Bir arkadaşım iyi yetişmiş ve üstün nitelikli oğlunun MİT'te çalışmak için sınavlara girmesinden söz ederek benden yardımcı olmamı istedi. İlkin olumsuz karşıladım. Çünkü ben hâlâ kaldığım yerde idim; İnsanımızın hakça ve tam bir güven duygusu içinde özgürce yaşama hakkının önünde bazı güçlü çevrelerin ciddi kaygılar taşıdığı gerçeğini bilen ve görenlerdendim. Evrensel anlamda çağdaş demokrasiye ulaşmamızın önünde bazı kurum ve kadroların hâlâ engel olmayı sürdürdükleri inancımı koruyordum. Böyle olunca da istihbarat örgütlerimizin, güvenlik kuruluşlarımızın demokratikleşmeden rahatsızlık duymaya devam etmelerini, bir bakıma yapıları gereği, gerçekçi bulanları yadsımıyordum. Bunların başında da MİT'in olması elbette anlaşılır bir durumdu.

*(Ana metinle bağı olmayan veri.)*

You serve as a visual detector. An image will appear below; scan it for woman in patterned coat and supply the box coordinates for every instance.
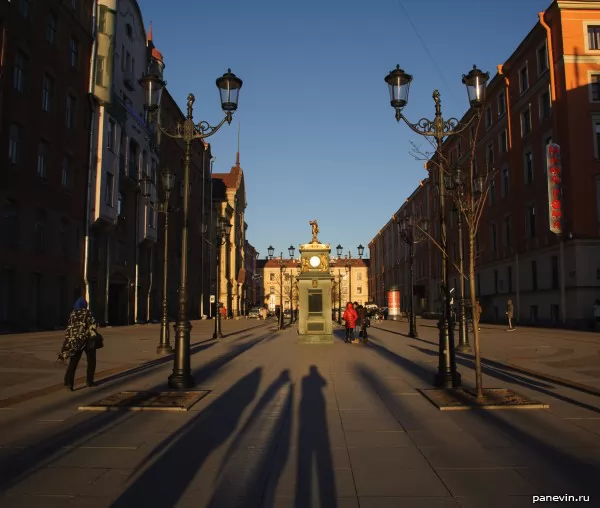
[58,297,97,391]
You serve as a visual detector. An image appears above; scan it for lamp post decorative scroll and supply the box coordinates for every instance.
[140,61,242,389]
[392,214,429,339]
[141,168,179,355]
[385,65,489,388]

Kendisi ile yüz yüze konuşurken, genç aday MİT'çiden dinlediklerim beni, önyargılarımı yeniden gözden geçirmeye zorladı. Sanki 28 yaşındaki gencin artık benden daha gerçekçi olduğunu içime sindirmem gerekiyordu. Daha sonra hakkı ile görevi aldığını ve başarmak için üstün bir çalışmaya girdiğini öğrendiğimde, MİT hakkında bana aktardığı olumlu ve barışçıl bilgilerin inandırıcı olduğunu düşünmeye başladım.

MİT Müsteşarı Emre Taner şunları da söylüyor, "Yakın tarih incelendiğinde uluslararası sistemde istikrarın hiçbir zaman uzun süre mevcudiyetini koruyamadığı görülmektedir. Sistemin bir veya birden çok noktasında mutlaka bir değişim yaşanmaktadır. Bunun etkileri geçmişte daha çok bölgesel nitelikte olsa da günümüz şartlarında, özellikle her alanda yaşanan küreselleşmenin sonucu olarak global düzeye taşınmıştır. Elbette bunun en önemli nedeni, sistem içindeki yapılanmaların ve analizlerin statükocu yaklaşıma koyu bir muhafazakârlıkla sahip çıkmalarıdır. Bu nedenle de geleceğe yönelik tahminler bu katı kuralcı yaklaşım içinde başarısız olmuştur... Özellikle teknolojik gelişmeler ve bu gelişmelerin öncülük ettiği farklılaşan ekonomik ilişkilerle ortaya çıkan, çoğu kez küreselleşme olarak nitelendirilen ve dünyadaki insan toplulukları arasında siyasi sınırların ortaya çıkardığı iletişim limitlerini belirsizleştirerek bir 'değer devrimi' de yaratan bu radikal değişim süreci, sarsıcı bir hızla her şeyi etkisi altına almıştır... Gelecekte birçok ulus devlet ve millet sadece gelişmemekle ve dünya yönetiminde söz sahibi olanlar arasına dahil olmamakla kalmayacak, aynı zamanda birçoğu günümüz teknolojik devriminin ve küresel ekonominin rekabetine dayanamayıp ulusal egemenliklerini de büyük ölçüde yitireceklerdir... Öte yandan jeopolitik ve stratejik konumu itibariyle oldukça zor bir coğrafya üzerinde bulunan Türkiye için güçlü bir ekonomi, kusursuz bir dış politika ve caydırıcı bir askeri yapılanma şeklinde adlandırabileceğimiz çok sağlam üç ayağa sahip olmak bir zorunluluk olarak karşımıza çıkmaktadır."

İşte demokrasimiz, MİT ve benzer üst düzey kuruluşlarımızın bu önemdeki açılımlarının gerçek olması ile çağdaş boyutuna ulaşacaktır. İşte demokrasimiz, kurumsal düzeyde insanı esas alan ve onun haklarını, özgürlüklerini ve yaşam güvenliğini sağlayan bir yapı kazanırsa, gerçek anlamda demokrasi olacaktır. Müsteşar Emre Taner'in açıklamaları, bu yolda şeffaflaştığımızı ve hızlandığımızı gösterdiği için önemlidir.

İyimserlik sayılsa da görülüyor ki, 1923'te atılan temeller yani "laik, demokratik cumhuriyet" sağlam temelleri üstünde yükselmeye devam ediyor. Hem de içten inanmak istemeyenleri bile sandıktan çıkarmayı başararak ve baş tacı etme yürekliliğini göstererek devam ediyor.